Resources Powering This Site

Over the course of this domain, it has been powered by WordPress, made up of homebrewed PHP scripts, and redirecting to other social media accounts of mine.

I've heard a lot about static site generators, and there are many of them out there. So I decided to take one for a spin to see if it helps me keep the site looking modern, up-to-date, and running with minimal overhead. Don't know what a static site generator site? Basically it lets you have bunch of content, put it all in a consistent theme, and then renders a bunch of basic HTML, Javascript & CSS files that are easy for any web server to host with the added benefit of massive scaling while having no server-side security risks.

The first one I used was Harp and Semantic UI. They were decent, but there was room for improvement (namely Harp's aging dependency tree & Semantic's community fragmenting).
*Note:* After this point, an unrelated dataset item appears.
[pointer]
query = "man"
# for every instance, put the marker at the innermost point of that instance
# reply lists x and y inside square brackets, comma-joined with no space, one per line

For the Summer 2019 refresh, I'm moving to Eleventy and haven't yet selected the CSS framework. I've also ditched AMP because it wasn't worth the effort.

The Components

How It Works

  1. Using git (either from the command line or on GitHub.com), I make a change to one of the files on the site
  2. GitHub Webhooks inform my web server that there is a change to the site
  3. Upon hearing there is a change to the site, my server downloads the newest version of the codebase from GitHub
  4. The site runs npm run build to convert the source into static HTML
  5. The output is stored in a directory on the webserver, and nginx keeps serving those files without there ever being any downtime

This formula gives me the flexibility of making updates from my phone, using GitHub's mobile applications, and having most of my content in easy-to-read Markdown.